In the world of ideal gases, understanding how to calculate pressure is essential. Pressure, in terms of gases, refers to the force exerted by gas molecules colliding with the walls of their container. It's a crucial variable in the Ideal Gas Law, which is expressed as:\[ PV = nRT \]where \(P\) stands for pressure, \(V\) is volume, \(n\) represents moles of gas, \(R\) is the ideal gas constant, and \(T\) is the absolute temperature in Kelvin.
To find pressure, the equation is rearranged as:\[ P = \frac{nRT}{V} \]Here's what you need to remember:

• Ensure the volume \(V\) is in liters (L), not milliliters (mL). Always convert if necessary by dividing by 1000.
• The temperature \(T\) must be in Kelvin, so convert from Celsius by adding 273.15.
• Use the ideal gas constant \(R = 0.08206\) (L·atm)/(K·mol) when dealing with atmospheres (atm) and liters (L).

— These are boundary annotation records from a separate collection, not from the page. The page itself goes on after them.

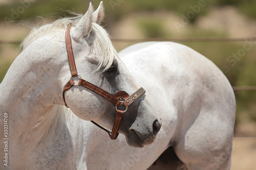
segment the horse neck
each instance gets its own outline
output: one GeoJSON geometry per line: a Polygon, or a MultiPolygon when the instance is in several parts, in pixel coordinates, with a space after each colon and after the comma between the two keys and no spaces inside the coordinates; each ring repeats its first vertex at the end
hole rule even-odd
{"type": "Polygon", "coordinates": [[[59,112],[65,106],[59,106],[62,89],[57,77],[62,67],[47,57],[48,52],[25,49],[0,84],[0,110],[8,114],[10,133],[17,141],[33,137],[37,139],[35,143],[39,142],[61,119],[59,112]]]}

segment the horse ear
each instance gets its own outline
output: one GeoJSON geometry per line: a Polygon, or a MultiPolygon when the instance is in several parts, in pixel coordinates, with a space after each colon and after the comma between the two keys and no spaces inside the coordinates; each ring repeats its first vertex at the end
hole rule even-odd
{"type": "Polygon", "coordinates": [[[104,7],[103,6],[103,2],[101,1],[98,9],[93,14],[93,21],[100,25],[104,16],[104,7]]]}
{"type": "Polygon", "coordinates": [[[74,34],[76,37],[85,37],[92,30],[93,11],[94,9],[92,3],[90,3],[88,10],[80,19],[75,27],[74,34]]]}

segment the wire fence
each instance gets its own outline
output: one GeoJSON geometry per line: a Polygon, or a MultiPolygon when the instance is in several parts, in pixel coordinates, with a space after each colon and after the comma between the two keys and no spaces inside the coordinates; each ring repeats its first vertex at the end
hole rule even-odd
{"type": "MultiPolygon", "coordinates": [[[[242,38],[225,38],[225,37],[207,37],[207,38],[143,38],[143,39],[118,39],[112,38],[113,42],[141,42],[146,41],[174,41],[174,42],[242,42],[249,39],[251,41],[255,41],[256,37],[242,38]]],[[[21,40],[0,40],[0,44],[19,44],[21,40]]],[[[236,91],[256,91],[255,86],[232,86],[233,90],[236,91]]]]}
{"type": "MultiPolygon", "coordinates": [[[[113,38],[113,42],[124,43],[138,43],[146,41],[174,41],[174,42],[243,42],[246,40],[251,41],[255,41],[256,37],[245,38],[144,38],[144,39],[117,39],[113,38]]],[[[21,40],[0,40],[0,44],[19,44],[22,42],[21,40]]],[[[256,91],[256,86],[232,86],[234,91],[256,91]]],[[[255,135],[236,135],[234,138],[256,138],[255,135]]]]}

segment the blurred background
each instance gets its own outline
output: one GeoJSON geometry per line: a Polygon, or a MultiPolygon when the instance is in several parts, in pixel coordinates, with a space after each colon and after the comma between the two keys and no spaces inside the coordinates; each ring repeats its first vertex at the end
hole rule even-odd
{"type": "MultiPolygon", "coordinates": [[[[84,13],[98,0],[0,0],[0,82],[30,28],[84,13]]],[[[237,111],[231,169],[256,167],[256,0],[104,0],[102,25],[117,50],[143,41],[173,41],[212,61],[235,90],[237,111]],[[239,87],[238,87],[239,86],[239,87]],[[249,86],[249,87],[248,87],[249,86]],[[254,86],[254,87],[253,87],[254,86]]]]}

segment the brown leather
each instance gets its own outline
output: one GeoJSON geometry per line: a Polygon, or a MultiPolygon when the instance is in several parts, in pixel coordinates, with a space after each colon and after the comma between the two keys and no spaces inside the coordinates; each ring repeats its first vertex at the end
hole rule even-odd
{"type": "Polygon", "coordinates": [[[122,117],[123,116],[123,111],[117,110],[116,115],[116,118],[115,119],[115,123],[114,123],[114,126],[112,129],[112,132],[111,135],[110,136],[111,139],[116,139],[118,136],[118,130],[119,129],[120,123],[122,120],[122,117]]]}
{"type": "Polygon", "coordinates": [[[95,86],[93,84],[92,84],[82,79],[79,80],[78,84],[103,96],[117,106],[118,106],[121,104],[120,101],[116,98],[113,95],[110,94],[108,92],[98,87],[98,86],[95,86]]]}
{"type": "Polygon", "coordinates": [[[67,52],[68,53],[68,57],[69,58],[69,66],[71,70],[71,75],[72,77],[77,76],[77,71],[76,70],[76,63],[75,63],[75,59],[73,54],[72,44],[71,43],[71,38],[70,37],[70,29],[71,25],[69,24],[67,27],[67,31],[66,33],[66,46],[67,47],[67,52]]]}
{"type": "MultiPolygon", "coordinates": [[[[67,32],[66,34],[66,44],[72,76],[72,77],[78,76],[79,78],[80,79],[78,83],[78,85],[82,86],[97,93],[97,94],[108,99],[115,105],[116,105],[117,113],[112,132],[110,132],[109,131],[101,127],[100,125],[97,124],[95,122],[91,121],[94,124],[108,132],[111,139],[116,139],[118,136],[118,130],[119,129],[120,123],[121,122],[121,120],[122,120],[123,114],[126,110],[125,110],[125,111],[122,111],[118,110],[117,107],[118,107],[121,104],[123,104],[126,107],[127,109],[128,106],[131,105],[134,101],[138,99],[138,98],[141,96],[142,94],[145,93],[145,91],[142,87],[141,87],[140,89],[139,89],[139,90],[138,90],[131,96],[129,96],[129,95],[124,91],[119,91],[114,94],[111,94],[106,91],[103,90],[101,88],[94,85],[93,84],[81,79],[80,76],[77,74],[76,64],[75,63],[75,59],[74,58],[74,55],[72,50],[72,45],[71,43],[71,38],[70,37],[71,28],[71,25],[69,25],[67,28],[67,32]],[[120,99],[122,99],[125,101],[121,101],[120,100],[119,100],[120,99]]],[[[65,92],[69,90],[70,88],[71,88],[71,87],[74,85],[77,85],[77,84],[75,85],[74,81],[71,79],[63,87],[62,98],[64,103],[65,104],[65,106],[67,107],[69,107],[67,104],[65,100],[65,92]]]]}
{"type": "Polygon", "coordinates": [[[66,102],[66,100],[65,100],[65,91],[69,90],[71,87],[72,87],[75,84],[75,83],[74,83],[74,81],[73,81],[72,79],[70,79],[68,83],[66,84],[66,85],[63,87],[63,90],[62,90],[62,98],[63,98],[63,101],[64,101],[64,103],[65,104],[65,106],[67,107],[69,107],[68,105],[67,104],[67,103],[66,102]]]}
{"type": "Polygon", "coordinates": [[[123,102],[123,104],[126,103],[129,106],[131,105],[134,101],[138,99],[140,96],[142,95],[146,92],[142,87],[140,87],[138,90],[134,92],[133,94],[131,95],[128,99],[126,99],[123,102]]]}

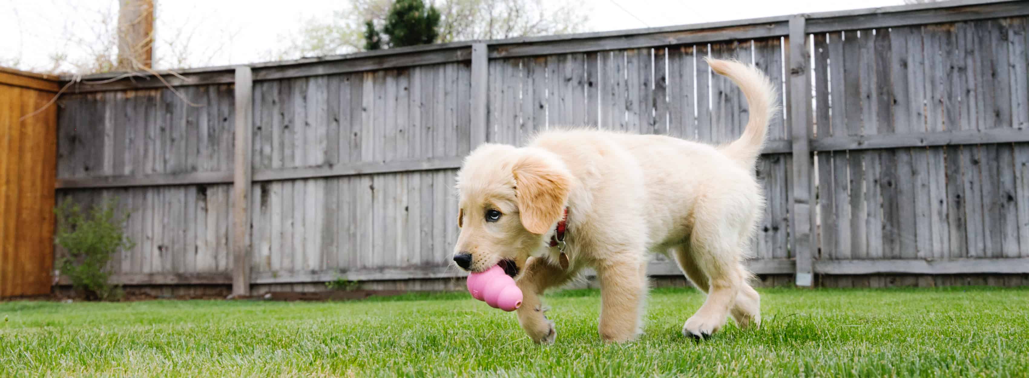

Understanding these conversions and calculations will make it easier to determine pressure in various gas-related problems.

Volume Calculation

Volume is a measure of the space occupied by a gas. In the Ideal Gas Law, volume is pivotal and must be carefully calculated when other variables are known. To calculate the volume of an ideal gas, the Ideal Gas Law is rearranged as follows:\[ V = \frac{nRT}{P} \]Here's how to approach volume calculation:

• Convert temperature from Celsius to Kelvin using the formula \(T = T_{\text{Celsius}} + 273.15\).
• If given pressure in atmospheres (atm), use \(R = 0.08206\) (L·atm)/(K·mol) and ensure the pressure, \(P\), is in atm.
• Moles \(n\) must be in moles (mol), and the calculated volume \(V\) will be in liters.

These steps help ensure accuracy in determining the volume, especially in conditions where the gaseous behavior can be approximated as ideal.

Mole Calculation

Calculating the number of moles of a gas is another critical aspect of applying the Ideal Gas Law. Moles tell us how much of a substance is present in a system. When we use the Ideal Gas Law to solve for moles, it looks like this:\[ n = \frac{PV}{RT} \]Key points for mole calculation include:

• Pressure \(P\) should be in kilopascal (kPa) if using \(R = 8.314\) (L·kPa)/(K·mol). Convert atmospheres (atm) to kPa by multiplying by 101.325 if needed.
• Volume \(V\) should be in liters (L). Convert mL to L by dividing by 1000.
• Temperature \(T\) must always be in Kelvin. Convert from Celsius by adding 273.15.

Understanding and accurately performing these conversions and calculations ensures precise results when determining the number of moles in a gas sample.